Peruvian communities agree to lift road blockade affecting Las Bambas mine

Las Bambas is considered the world’s ninth-largest copper mine with an output of about 400,000 tonnes per year. (Image courtesy of MMG.)

Peruvian residents living near MMG Ltd’s Las Bambas copper mine agreed on Wednesday to lift a road blockade affecting the company’s metal shipments, following a public meeting with Prime Minister Mirtha Vasquez.

At the meeting, Vasquez said Las Bambas would begin transferring tax funds to the region where the mine is located in January, a key demand from residents who say the local mineral wealth has not translated to better living conditions.

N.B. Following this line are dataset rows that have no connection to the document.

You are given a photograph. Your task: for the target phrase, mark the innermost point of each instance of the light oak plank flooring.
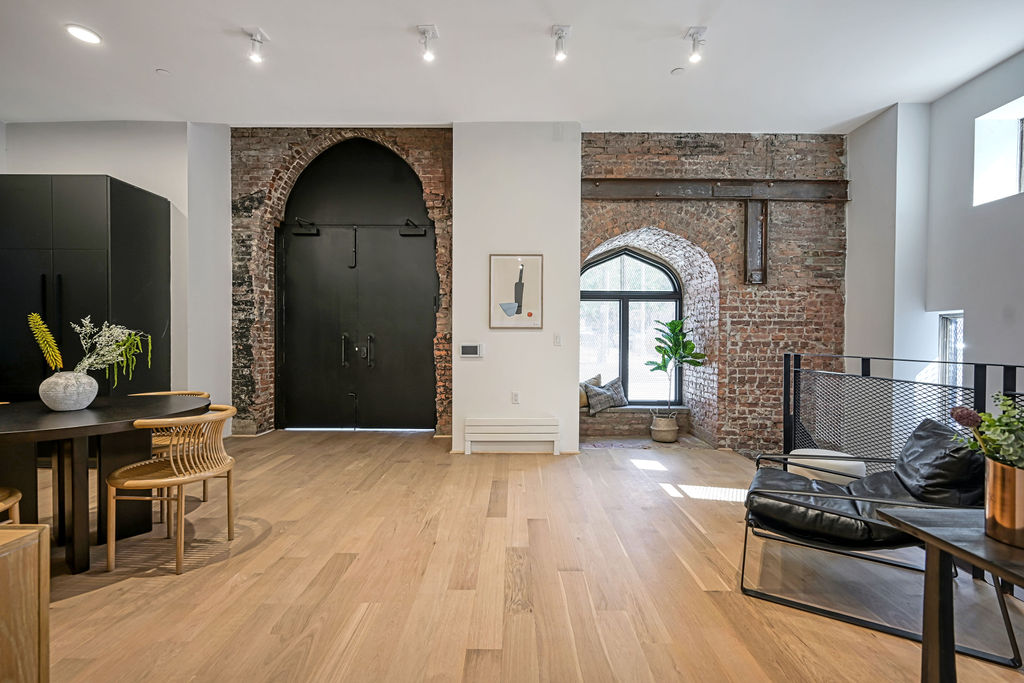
(381, 557)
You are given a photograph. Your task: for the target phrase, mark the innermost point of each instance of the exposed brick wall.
(625, 422)
(265, 164)
(801, 306)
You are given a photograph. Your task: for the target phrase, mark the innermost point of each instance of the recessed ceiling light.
(83, 34)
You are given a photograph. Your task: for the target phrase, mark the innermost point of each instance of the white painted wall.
(870, 236)
(914, 328)
(516, 189)
(209, 251)
(976, 253)
(887, 233)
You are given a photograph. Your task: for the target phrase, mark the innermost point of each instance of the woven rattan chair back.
(195, 444)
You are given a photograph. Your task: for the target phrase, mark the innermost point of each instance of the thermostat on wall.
(471, 350)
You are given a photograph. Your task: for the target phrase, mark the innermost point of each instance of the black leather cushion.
(937, 469)
(795, 518)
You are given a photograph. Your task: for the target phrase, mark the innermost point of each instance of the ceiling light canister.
(560, 33)
(695, 35)
(428, 34)
(83, 34)
(256, 46)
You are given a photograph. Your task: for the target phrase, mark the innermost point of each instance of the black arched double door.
(356, 295)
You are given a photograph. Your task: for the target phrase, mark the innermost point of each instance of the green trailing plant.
(47, 344)
(111, 348)
(676, 349)
(998, 436)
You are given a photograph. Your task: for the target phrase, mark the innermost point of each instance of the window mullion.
(624, 345)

“As a sign of good faith, we ask that you clear the roads,” Vasquez said at the meeting with residents of the Cotabambas province.

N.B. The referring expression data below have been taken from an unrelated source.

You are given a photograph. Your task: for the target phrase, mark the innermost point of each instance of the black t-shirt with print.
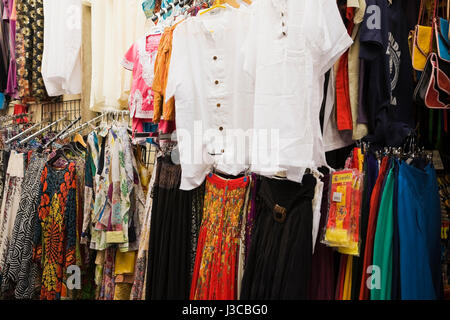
(388, 72)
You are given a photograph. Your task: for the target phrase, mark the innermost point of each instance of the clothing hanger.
(217, 4)
(42, 130)
(232, 3)
(48, 144)
(79, 139)
(22, 133)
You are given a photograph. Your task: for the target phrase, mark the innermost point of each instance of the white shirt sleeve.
(249, 49)
(327, 33)
(176, 65)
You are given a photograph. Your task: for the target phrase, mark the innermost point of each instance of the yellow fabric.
(161, 70)
(122, 291)
(115, 237)
(347, 292)
(124, 263)
(422, 38)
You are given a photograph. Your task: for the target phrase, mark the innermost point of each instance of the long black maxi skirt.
(172, 236)
(279, 262)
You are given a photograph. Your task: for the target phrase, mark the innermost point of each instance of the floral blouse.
(140, 59)
(55, 240)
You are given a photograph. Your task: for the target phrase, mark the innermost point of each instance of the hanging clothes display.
(61, 60)
(279, 262)
(243, 150)
(29, 49)
(116, 25)
(214, 275)
(140, 59)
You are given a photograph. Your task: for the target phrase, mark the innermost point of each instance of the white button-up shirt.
(290, 46)
(213, 96)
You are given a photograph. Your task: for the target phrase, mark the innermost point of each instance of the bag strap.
(421, 12)
(448, 10)
(433, 23)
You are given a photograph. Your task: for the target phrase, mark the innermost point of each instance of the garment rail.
(42, 130)
(181, 3)
(23, 133)
(48, 144)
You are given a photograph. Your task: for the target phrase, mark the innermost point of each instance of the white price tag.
(337, 196)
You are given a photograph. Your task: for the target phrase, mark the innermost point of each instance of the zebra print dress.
(20, 273)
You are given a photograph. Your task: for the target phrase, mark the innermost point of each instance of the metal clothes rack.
(42, 130)
(51, 111)
(48, 144)
(163, 11)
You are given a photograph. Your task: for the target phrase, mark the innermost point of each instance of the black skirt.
(279, 261)
(171, 236)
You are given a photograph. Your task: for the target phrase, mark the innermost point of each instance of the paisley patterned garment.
(215, 269)
(10, 203)
(29, 48)
(20, 272)
(57, 217)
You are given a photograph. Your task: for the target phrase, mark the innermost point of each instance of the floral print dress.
(55, 237)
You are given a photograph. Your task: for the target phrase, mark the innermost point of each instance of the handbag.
(441, 27)
(423, 38)
(433, 88)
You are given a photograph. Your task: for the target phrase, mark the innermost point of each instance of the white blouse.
(214, 97)
(61, 59)
(116, 25)
(290, 46)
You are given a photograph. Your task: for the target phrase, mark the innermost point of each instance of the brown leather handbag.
(433, 88)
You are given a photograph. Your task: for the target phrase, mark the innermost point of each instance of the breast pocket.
(282, 89)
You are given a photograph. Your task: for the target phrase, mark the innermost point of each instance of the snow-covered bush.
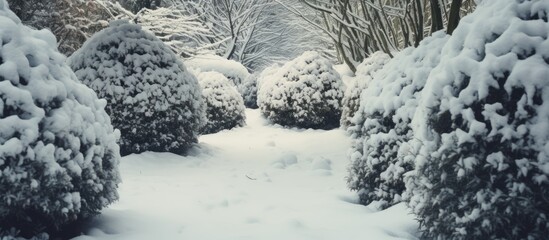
(483, 170)
(152, 98)
(231, 69)
(380, 153)
(306, 92)
(248, 90)
(58, 152)
(224, 105)
(364, 74)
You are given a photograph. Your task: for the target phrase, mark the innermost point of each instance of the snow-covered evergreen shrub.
(58, 152)
(364, 74)
(380, 153)
(483, 170)
(248, 90)
(231, 69)
(152, 98)
(224, 106)
(306, 92)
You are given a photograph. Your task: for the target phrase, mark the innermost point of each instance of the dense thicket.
(58, 152)
(152, 99)
(483, 170)
(381, 153)
(306, 92)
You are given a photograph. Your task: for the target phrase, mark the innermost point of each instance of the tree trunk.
(436, 16)
(454, 18)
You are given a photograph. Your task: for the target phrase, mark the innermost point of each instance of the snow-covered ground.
(256, 182)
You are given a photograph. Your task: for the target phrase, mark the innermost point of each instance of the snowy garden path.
(255, 182)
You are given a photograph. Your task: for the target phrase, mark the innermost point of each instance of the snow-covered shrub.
(248, 90)
(364, 74)
(58, 152)
(306, 92)
(380, 153)
(231, 69)
(224, 106)
(483, 170)
(152, 98)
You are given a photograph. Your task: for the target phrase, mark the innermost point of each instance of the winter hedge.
(364, 74)
(380, 154)
(306, 92)
(58, 152)
(224, 106)
(483, 172)
(152, 98)
(231, 69)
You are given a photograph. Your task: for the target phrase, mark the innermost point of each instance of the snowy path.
(257, 182)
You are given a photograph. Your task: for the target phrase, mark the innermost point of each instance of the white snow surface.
(256, 182)
(231, 69)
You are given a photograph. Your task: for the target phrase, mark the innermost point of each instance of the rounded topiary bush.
(248, 90)
(364, 74)
(152, 98)
(483, 170)
(380, 153)
(224, 106)
(306, 92)
(58, 153)
(233, 70)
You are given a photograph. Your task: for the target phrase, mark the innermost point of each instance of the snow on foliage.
(231, 69)
(379, 154)
(224, 105)
(58, 153)
(152, 98)
(306, 92)
(364, 74)
(248, 90)
(483, 170)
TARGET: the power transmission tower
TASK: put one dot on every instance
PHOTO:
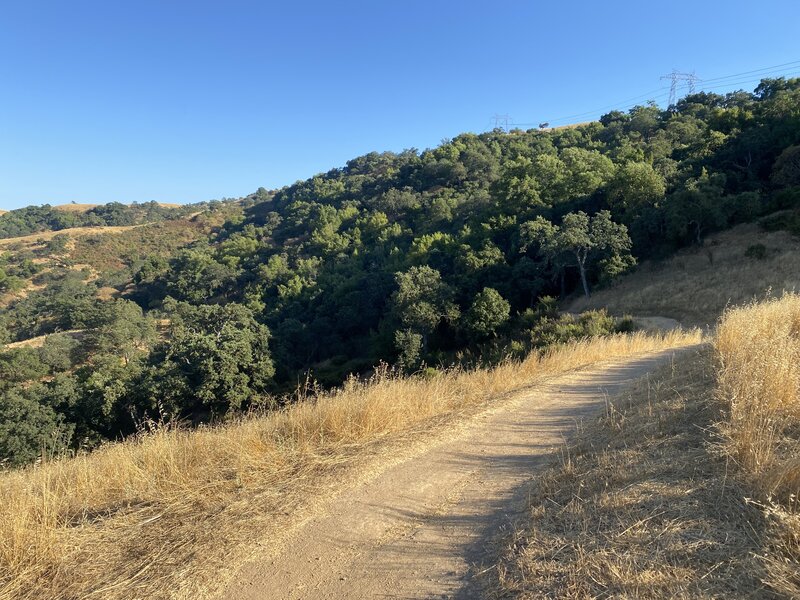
(501, 119)
(674, 78)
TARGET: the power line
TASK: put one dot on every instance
(501, 119)
(690, 78)
(720, 82)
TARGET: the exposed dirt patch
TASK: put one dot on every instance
(423, 527)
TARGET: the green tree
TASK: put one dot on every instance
(422, 301)
(634, 186)
(488, 312)
(581, 237)
(216, 359)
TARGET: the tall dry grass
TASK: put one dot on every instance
(161, 516)
(759, 380)
(697, 284)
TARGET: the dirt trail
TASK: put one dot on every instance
(423, 528)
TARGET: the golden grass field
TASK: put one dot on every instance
(687, 487)
(35, 238)
(162, 516)
(696, 284)
(759, 383)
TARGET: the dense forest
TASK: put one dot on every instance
(452, 255)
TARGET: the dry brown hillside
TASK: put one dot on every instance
(696, 284)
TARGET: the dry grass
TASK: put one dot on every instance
(759, 382)
(697, 284)
(35, 238)
(640, 506)
(163, 515)
(75, 207)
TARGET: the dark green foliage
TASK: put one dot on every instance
(417, 258)
(561, 329)
(216, 359)
(756, 251)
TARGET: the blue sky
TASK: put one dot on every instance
(187, 101)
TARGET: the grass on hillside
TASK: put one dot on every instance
(696, 284)
(688, 487)
(759, 383)
(33, 239)
(161, 516)
(639, 506)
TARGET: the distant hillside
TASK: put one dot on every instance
(34, 219)
(456, 255)
(75, 207)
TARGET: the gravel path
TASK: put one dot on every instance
(423, 528)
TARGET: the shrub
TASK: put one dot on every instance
(757, 251)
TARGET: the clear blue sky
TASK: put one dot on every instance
(181, 101)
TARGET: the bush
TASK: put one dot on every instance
(756, 251)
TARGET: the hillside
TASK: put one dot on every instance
(454, 256)
(696, 284)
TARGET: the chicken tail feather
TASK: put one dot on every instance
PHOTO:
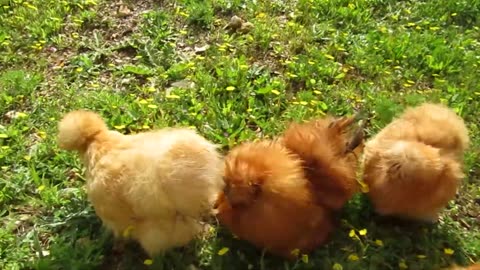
(77, 129)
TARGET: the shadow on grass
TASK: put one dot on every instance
(378, 243)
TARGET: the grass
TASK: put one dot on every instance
(144, 65)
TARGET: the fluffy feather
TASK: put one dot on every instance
(325, 151)
(268, 201)
(413, 167)
(159, 183)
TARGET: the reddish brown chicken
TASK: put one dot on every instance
(414, 165)
(328, 156)
(280, 194)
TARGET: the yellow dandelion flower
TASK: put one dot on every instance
(223, 251)
(337, 266)
(127, 232)
(448, 251)
(42, 134)
(329, 56)
(295, 252)
(402, 265)
(276, 92)
(261, 15)
(353, 257)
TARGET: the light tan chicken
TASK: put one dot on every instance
(280, 195)
(413, 166)
(156, 185)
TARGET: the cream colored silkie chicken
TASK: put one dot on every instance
(281, 194)
(158, 185)
(414, 166)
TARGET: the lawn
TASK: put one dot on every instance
(149, 64)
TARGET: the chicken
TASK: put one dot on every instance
(471, 267)
(268, 201)
(280, 194)
(156, 185)
(413, 166)
(328, 156)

Las Bambas has yet to pay the tax transfers because under Peruvian law those funds are only due after the company recovers its initial investment. While Las Bambas began operations in 2016, its initial investment was $10 billion.

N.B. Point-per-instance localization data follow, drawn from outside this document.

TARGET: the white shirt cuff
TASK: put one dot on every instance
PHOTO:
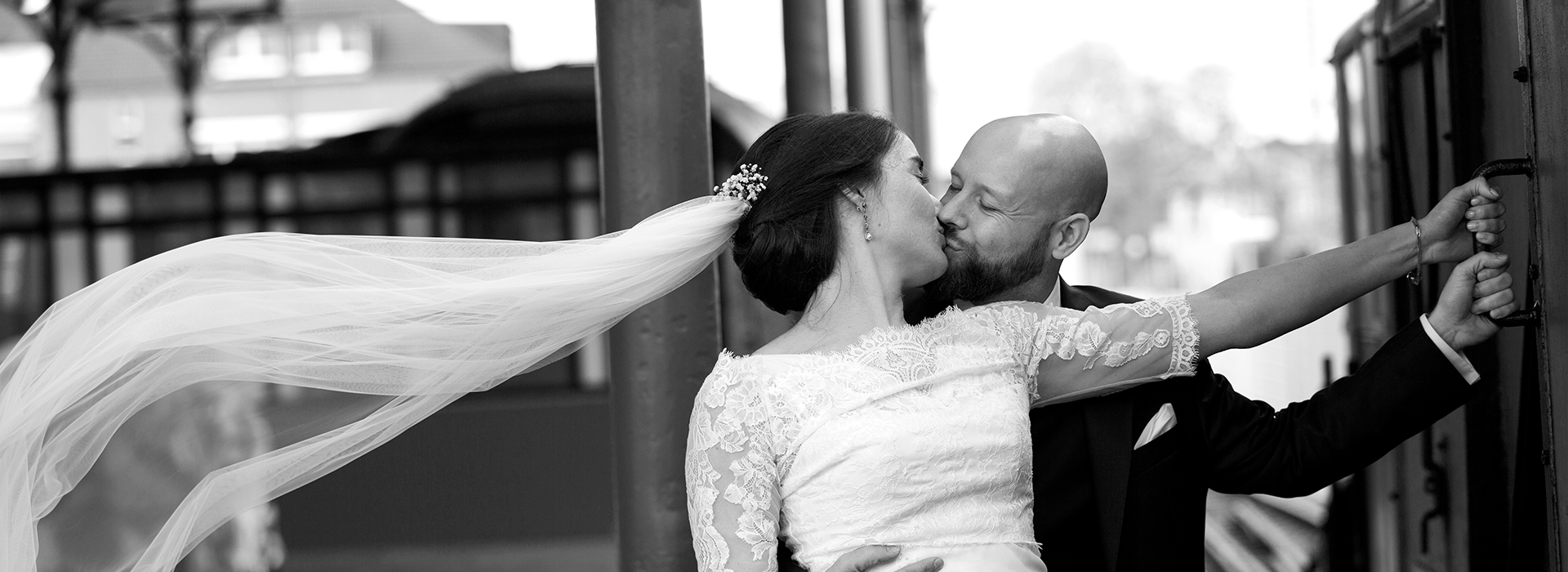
(1457, 358)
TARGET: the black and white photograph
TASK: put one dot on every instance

MMG did not immediately respond to a request for comment on whether shipments had resumed, or when they would resume.

Las Bambas is Peru’s fourth largest copper mine, responsible for about 2% of global supply.

Vasquez is a lawyer who has in the past defended rural communities in conflicts with mining companies, including the Cotabambas province in its longstanding dispute against Las Bambas.

“We are really conscious of the fact all your demands are legitimate and that we should try to resolve them,” she said during the meeting.